Hendrik Maryns wrote:
....
Nce idea, but in the end you end up removing all letters: how about ñ
(Spanish), ý, ð, þ (Icelandic), ç (French), ß (German), s (Czech?), and
those with a v on top of them, I can't find them either...
I know... Which is why I said that the idea of a spellchecker is not
to use a single technique but a variety of techniques.
You've got a "result List<SortableString>", each technique adds
zero or more "propositions" to this List.
- You first try all correct matches
- You then try all "one letter typos" (one wrong letter, one letter
not entered, one letter typed too much)
- You then try all "two letters typos" (still easily doable)
- You then try all close "no vowels" words
- etc.
Then you rank all those propositions according to their "edit
distance" to correct band names/song names.

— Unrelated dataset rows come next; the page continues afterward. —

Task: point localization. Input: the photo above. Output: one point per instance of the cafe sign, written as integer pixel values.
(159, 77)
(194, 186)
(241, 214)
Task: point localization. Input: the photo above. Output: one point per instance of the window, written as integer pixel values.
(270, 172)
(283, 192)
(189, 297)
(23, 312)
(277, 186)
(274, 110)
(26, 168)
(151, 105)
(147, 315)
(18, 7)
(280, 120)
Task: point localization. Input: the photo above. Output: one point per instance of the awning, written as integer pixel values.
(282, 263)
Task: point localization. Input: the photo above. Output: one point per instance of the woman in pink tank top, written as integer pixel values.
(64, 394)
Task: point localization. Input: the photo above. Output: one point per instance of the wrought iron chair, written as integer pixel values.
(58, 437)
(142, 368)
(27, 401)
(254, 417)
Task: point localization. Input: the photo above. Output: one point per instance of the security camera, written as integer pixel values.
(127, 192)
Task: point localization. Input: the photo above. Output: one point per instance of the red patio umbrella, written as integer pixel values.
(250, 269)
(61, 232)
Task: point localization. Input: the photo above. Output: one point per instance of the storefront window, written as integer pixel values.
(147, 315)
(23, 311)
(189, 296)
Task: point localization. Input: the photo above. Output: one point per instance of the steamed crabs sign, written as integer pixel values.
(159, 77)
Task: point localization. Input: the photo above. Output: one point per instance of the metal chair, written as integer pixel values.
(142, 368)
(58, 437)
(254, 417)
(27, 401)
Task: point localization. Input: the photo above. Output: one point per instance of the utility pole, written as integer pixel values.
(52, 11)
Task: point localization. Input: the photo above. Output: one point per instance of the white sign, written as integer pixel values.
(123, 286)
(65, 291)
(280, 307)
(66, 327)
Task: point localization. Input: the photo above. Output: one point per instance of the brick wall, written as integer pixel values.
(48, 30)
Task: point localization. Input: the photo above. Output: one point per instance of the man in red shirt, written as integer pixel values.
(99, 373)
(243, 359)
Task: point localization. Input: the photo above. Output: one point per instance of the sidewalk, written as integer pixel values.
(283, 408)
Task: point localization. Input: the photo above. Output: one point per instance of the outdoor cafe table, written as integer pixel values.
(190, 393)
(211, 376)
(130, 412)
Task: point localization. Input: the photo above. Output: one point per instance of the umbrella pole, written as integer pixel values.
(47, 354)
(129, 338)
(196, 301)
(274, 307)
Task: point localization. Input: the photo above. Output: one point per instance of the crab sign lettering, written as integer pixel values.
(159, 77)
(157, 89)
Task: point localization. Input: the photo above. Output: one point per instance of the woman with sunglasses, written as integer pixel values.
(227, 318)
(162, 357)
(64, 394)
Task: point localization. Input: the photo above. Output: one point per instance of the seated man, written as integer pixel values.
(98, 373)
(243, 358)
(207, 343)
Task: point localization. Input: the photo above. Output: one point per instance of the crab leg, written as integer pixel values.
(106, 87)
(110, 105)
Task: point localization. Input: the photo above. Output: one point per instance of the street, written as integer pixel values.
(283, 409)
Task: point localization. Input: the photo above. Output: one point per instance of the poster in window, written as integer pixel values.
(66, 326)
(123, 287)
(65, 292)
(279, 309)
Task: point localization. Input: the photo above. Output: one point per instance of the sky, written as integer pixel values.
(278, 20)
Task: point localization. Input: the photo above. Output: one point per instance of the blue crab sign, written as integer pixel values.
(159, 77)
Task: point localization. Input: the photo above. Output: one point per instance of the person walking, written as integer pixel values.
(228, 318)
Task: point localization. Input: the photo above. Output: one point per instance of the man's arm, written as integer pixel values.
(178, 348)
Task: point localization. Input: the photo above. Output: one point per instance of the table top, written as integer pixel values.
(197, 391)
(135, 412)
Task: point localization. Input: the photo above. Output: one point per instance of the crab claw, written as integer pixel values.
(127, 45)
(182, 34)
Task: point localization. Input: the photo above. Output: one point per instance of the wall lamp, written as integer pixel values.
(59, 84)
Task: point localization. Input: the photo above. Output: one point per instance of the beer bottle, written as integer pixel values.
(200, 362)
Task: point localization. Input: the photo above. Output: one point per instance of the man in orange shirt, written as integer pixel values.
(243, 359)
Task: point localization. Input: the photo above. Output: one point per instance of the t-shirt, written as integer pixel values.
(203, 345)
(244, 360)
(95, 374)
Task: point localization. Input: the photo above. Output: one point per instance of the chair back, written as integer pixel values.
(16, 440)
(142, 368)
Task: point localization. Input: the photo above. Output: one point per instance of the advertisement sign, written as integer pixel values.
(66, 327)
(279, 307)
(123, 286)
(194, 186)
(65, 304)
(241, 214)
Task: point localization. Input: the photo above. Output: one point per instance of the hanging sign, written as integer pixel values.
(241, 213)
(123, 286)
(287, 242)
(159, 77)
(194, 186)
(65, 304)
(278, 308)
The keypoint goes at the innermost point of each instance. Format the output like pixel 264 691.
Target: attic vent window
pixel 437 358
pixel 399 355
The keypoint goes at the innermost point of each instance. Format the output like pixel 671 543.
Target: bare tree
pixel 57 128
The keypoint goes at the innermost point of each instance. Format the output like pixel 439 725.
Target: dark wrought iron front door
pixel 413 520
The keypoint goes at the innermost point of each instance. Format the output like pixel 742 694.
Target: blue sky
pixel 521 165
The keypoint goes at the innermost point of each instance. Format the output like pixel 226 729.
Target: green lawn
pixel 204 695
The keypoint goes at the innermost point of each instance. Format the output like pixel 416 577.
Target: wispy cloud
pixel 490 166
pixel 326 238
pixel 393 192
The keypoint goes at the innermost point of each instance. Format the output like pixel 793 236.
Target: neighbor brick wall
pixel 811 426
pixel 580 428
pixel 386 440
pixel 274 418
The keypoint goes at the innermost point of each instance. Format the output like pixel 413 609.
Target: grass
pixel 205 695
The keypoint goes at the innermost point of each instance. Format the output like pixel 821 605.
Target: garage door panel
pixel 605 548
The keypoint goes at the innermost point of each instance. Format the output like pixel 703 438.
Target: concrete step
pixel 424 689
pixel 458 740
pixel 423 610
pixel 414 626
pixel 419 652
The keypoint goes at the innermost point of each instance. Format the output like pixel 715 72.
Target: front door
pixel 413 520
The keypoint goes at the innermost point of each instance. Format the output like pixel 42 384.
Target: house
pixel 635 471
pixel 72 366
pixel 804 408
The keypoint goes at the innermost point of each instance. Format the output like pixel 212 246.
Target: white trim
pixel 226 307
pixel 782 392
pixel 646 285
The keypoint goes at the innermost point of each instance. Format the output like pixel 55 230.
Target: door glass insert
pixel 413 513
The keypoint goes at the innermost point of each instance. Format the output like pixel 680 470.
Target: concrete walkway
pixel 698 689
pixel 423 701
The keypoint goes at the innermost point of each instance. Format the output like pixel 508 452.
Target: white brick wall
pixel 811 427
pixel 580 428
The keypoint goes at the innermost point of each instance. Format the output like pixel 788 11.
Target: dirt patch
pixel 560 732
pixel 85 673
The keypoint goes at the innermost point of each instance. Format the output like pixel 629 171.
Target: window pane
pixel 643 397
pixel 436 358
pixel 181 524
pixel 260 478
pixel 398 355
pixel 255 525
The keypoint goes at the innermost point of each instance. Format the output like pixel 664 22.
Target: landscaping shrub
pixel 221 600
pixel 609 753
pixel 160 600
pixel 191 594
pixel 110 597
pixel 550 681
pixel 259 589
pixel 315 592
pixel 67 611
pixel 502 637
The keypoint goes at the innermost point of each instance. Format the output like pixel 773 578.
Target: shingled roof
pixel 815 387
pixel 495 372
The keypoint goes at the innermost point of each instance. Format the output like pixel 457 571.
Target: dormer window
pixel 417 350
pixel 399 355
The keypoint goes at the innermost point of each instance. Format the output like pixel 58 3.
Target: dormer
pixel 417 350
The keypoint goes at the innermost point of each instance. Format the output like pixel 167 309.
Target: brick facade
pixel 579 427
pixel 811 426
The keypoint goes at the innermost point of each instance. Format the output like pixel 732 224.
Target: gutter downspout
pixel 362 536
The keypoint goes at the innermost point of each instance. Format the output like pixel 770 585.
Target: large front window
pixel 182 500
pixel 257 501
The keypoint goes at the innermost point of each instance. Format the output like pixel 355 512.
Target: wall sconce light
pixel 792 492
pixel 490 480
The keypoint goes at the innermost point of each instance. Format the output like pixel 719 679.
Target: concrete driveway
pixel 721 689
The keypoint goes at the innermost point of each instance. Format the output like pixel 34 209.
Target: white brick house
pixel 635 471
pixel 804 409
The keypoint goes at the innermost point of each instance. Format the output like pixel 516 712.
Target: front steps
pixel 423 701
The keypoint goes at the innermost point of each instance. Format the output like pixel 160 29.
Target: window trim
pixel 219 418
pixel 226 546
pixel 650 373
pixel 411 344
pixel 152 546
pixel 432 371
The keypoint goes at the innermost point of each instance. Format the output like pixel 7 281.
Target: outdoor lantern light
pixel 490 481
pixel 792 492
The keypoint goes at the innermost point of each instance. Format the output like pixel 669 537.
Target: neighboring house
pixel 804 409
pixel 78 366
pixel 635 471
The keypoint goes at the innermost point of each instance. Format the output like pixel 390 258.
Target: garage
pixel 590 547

It's not computationally intensive: at billions operations/second
you can get "creative". (it can be memory consuming though if
you've got hundreds of thousands of songs, then you need to
bypass Java's object [HashMap and String just won't cut it] and
use your own data structure. I know, for I got to 22 bits per
word on a spellchecker able to deal with dictionaries handling
hundreds of thousands of words -- try to do that with Jazzy
And there's no "bad technique" either. Each trick simply can
lead to propositions.
Imagine a really bad technique adds "gigolo" to the list of
proposition when the user entered "gogle" (looking for "google"),
well... The "one letter typo" check will have found "google".
So propositions will contains ?????, ?????, gigolo, ?????, google, ????
Then they get sorted by edit distance to the user's entered search
string: google is close to gogle (edit distance of 1) while gigolo is
not that close to gogle. It doesn't mean that "gigolo" isn't proposed
but simply that "google" is proposed first.
I'll re-write what I wrote in the previous post: the whole point is
not using a single technique, but a variety of techniques. Each one
augmenting the probability that the search gives back a meaningfull
result.
And what to do if you want to look for this song: second on
http://en.wikipedia.org/wiki/Windowlicker#Track_listing ??
Ah, Aphex Twin
Well, for this one I admit I'm not so sure... I'd add a "special case"
and I would have the only spellchecker/search engine in the world
able to deal with that case!